What are the effects of sin upon the mind? Obviously there are some effects. If sin has permeated the entirety of man's being, listen as I quote from several very clear scriptures.
In Romans chapter 3 beginning with verse 10, the apostle says,
As it is written, there is none righteous, no, not one. There is none that understandeth. The mind is dark.
There is none that understandeth. Understandeth what? Physics? Oh no, they understand physics. Or much about physics.
Understandeth some of the laws that God has locked up in the earth. Oh no, they understand. There is none that understandeth. Understandeth what?
Understandeth the most basic thing a man needs to understand and know who God is, what he is, how he may know God.
The next part of the verse goes on to say, There is none that seeketh after God. If they understood who they were and who he was, then they'd know that the only thing that really mattered in life was knowing this God in certain.
Well, why don't they count the knowledge of God and the service of God, the primary pursuit of life? Because the mind is darkened.
That's precisely the language used in Ephesians 4 verses 17 and 18 where the apostle speaking of the Gentile world says,
and now I read from Ephesians 4 verses 7 and 18, This I say therefore, and testify in the Lord that ye henceforth walk not as other Gentiles walk in the vanity of their mind, having their understanding darkened,
being alienated from the life of God through the ignorance that is in them. Vanity of the mind, understanding darkened, ignorance that is in them.
Then there is the personal activity of the devil blinding men to the glory of Christ. 2 Corinthians 4, For in whom the God of this world hath blinded the minds of men which believe not,
lest the light of the gospel of the glory of Christ, who is the image of God, should shine unto them. What is the peculiar point at which the devil blinds the minds of men?
He's not concerned to blind men to how to make digital computers. That'll puff up their pride. Look what man hath wrought!
He's not concerned to blind the minds of men to harnessing even the forces of the atom to destroy one another or to turn out millions of kilowatts of electricity because then man can say,
Look at the power we now harness! See? Man's still God. The devil knows if man ever gets a sight of the glory of God that burst forth in the face of Christ, it'll shatter his power,
he'll bow God-hating heart and put him in the dust, gladly accepting his place as a creature before his great Creator. And so the God of this world blinds the minds of men to what Paul tells us.

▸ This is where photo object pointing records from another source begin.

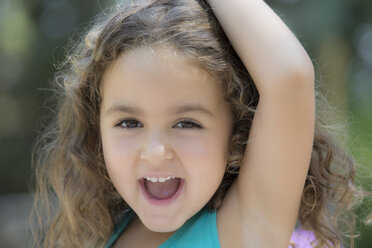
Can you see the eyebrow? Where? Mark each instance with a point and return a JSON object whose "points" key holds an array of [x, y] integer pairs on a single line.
{"points": [[180, 109]]}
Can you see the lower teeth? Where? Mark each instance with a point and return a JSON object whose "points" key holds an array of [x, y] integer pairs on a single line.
{"points": [[162, 191]]}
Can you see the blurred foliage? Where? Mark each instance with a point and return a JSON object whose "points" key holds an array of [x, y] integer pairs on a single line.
{"points": [[33, 36]]}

Lest the light of the gospel of the glory of Christ, who is the image of God, should dawn upon them. That's the point at which he is committed to blinding the minds of men.
And then there is that clear statement in 1 Corinthians chapter 2 and verse 14 where the Apostle Paul says,
The natural man, the man who only has what he got from his mother and father in natural birth, receiveth not the things of the Spirit of God, that is, he does not receive them with relish and make them the substance of his heart and life.
The natural man receiveth not the things of the Spirit of God. Why? They are foolishness unto him. Now notice, neither can he know them. The word can is a word of ability.
I'm trying to teach my eight-year-old son that every time he says to me, Daddy, can I do something? I say, Do you mean? Are you able? Or do you have permission to?
Well, Daddy, what I mean is may I say, Well, if you mean may I, say may I. This is a word dealing with ability.
Neither can he know them because they are spiritually deserved. And unless there is some faculty to perceive them, there can be no perception.
If one is to see, there must not only be light upon the object that's there, there must be some faculty here in the eye, the eye functioning properly in the optic nerve, alive and registering to the brain, or there's no sight.
Take a blind man and set him out when the sun is at its zenith and turn his face upward until he feels its warm rays. But he sees no light and he has no faculty to receive it.
The natural man receives not the things of the Spirit of God. They're foolishness unto him. Neither can he know them.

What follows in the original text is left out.